The Vikings were raiders, traders, but above all, travellers, so it’s fitting that the stunning centrepiece of this show is the Roskilde 6, the longest Viking ship ever found.  Uncovered in a Danish fjord  in 1997, it was built almost a thousand years ago for someone of very high rank, possibly King Cnut/Canute who, (when he wasn’t commanding the tide to turn back)  united England, Denmark, Norway and parts of Sweden. About a fifth of the orginal timbers remain, and here they are, cradled in a stainless steel frame that echoes the size and shape of the original boat. Even in this skeletal form the size - more than 37 metres in length – takes your breath away. How must it have looked when packed with warriors and gleaming with weapons and shields?
Boats like this enabled the Vikings to expand from their Scandinavian homelands and create a cultural network that stretched from the Caspian Sea to the North Atlantic and from the Arctic Circle to North Africa. The exhibition shows how they sailed vast distances,  plundering and pillaging, but also trading, founding settlements and intermarrying with the local population.  And when they left this world, they chose a boat to carry them to the afterlife.                

 Although there was much violence in their world,  the Vikings loved luxury and on display are some beautiful examples of gold neck rings, pendants and brooches -  easily portable wealth at a time when there were no banks (left, the Hiddensee hoard). But be warned: some of the objects are very small, and really need a magnifying glass to appreciate the details.           

The exhibition also includes the Vale of York Hoard (left), discovered by metal detectorists near Harrogate in 2007. The coins, arm rings, bullion and hacksilver were probably buried for safety but never recovered. They come from as far apart as Afghanistan and Ireland and were found inside a much earlier silver cup, probably stolen from a Frankish church. 

 But Viking raids were not always sucessful.  In 2009 a mass grave was discovered near Weymouth in Dorset. In it were around 50 skeletons,  stripped of anything valuable and beheaded. Isotope tests show the victims were  from Scandinavia – perhaps the crew of an expedition that met fierce local resistance. Fittingly, the bones (below) lie in a case beside Roskilde 6. 

There’s a lot of information in the exhibition, but I came away feeling an opportunity had been missed to capture the imagination, especially that of younger visitors. It was put together in conjunction with the National Museum of Denmark and the Staatliche Museen zu Berlin, and the emphasis is very much on the archaeological side of things. If you read the description by a (non-horned) helmet you learn the jawbone displayed with it had filed teeth that may have been painted to give the warrior a fearsome appearance, and he could also have had tattoos and warpaint. So why not make more of this and perhaps include a picture?

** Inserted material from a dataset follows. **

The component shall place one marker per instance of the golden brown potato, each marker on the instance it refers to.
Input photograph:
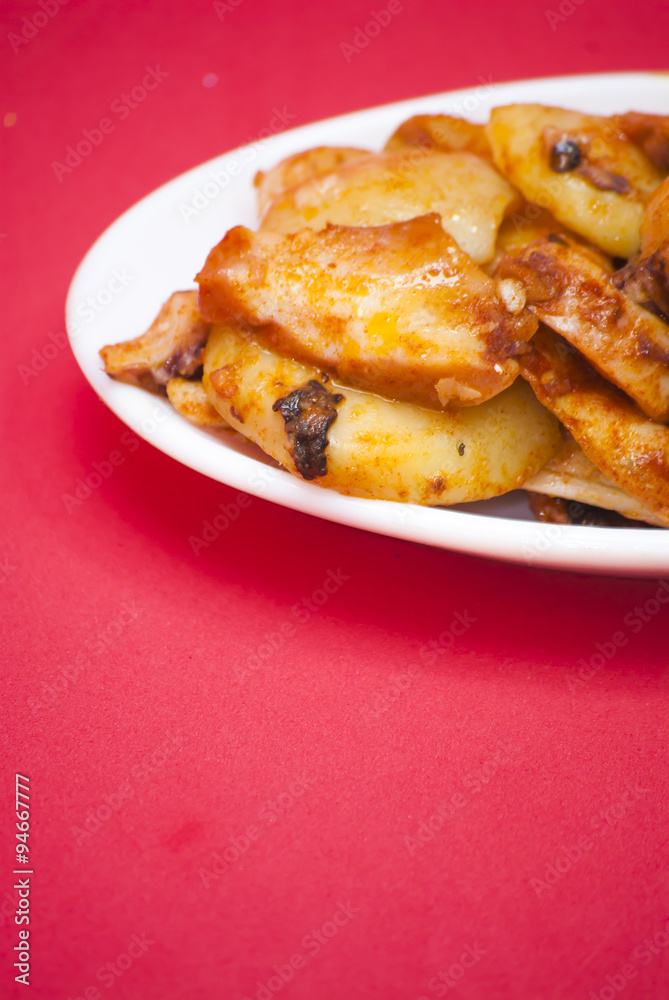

 And how would Roskilde 6 have looked in its heyday? How many men could it have carried and what would life on board have been like? What about Viking rulers with evocative names like Svein Forkbeard, Eric Bloodaxe and Ivar the Boneless?  However, the catalogue is excellent, and on Thursday April 24 at 7pm  a live guided tour of the exhibition is being screened at almost 400 cinemas across the UK,  presented by Michael Wood and Bettany Hughes -  historians adept at making history come alive.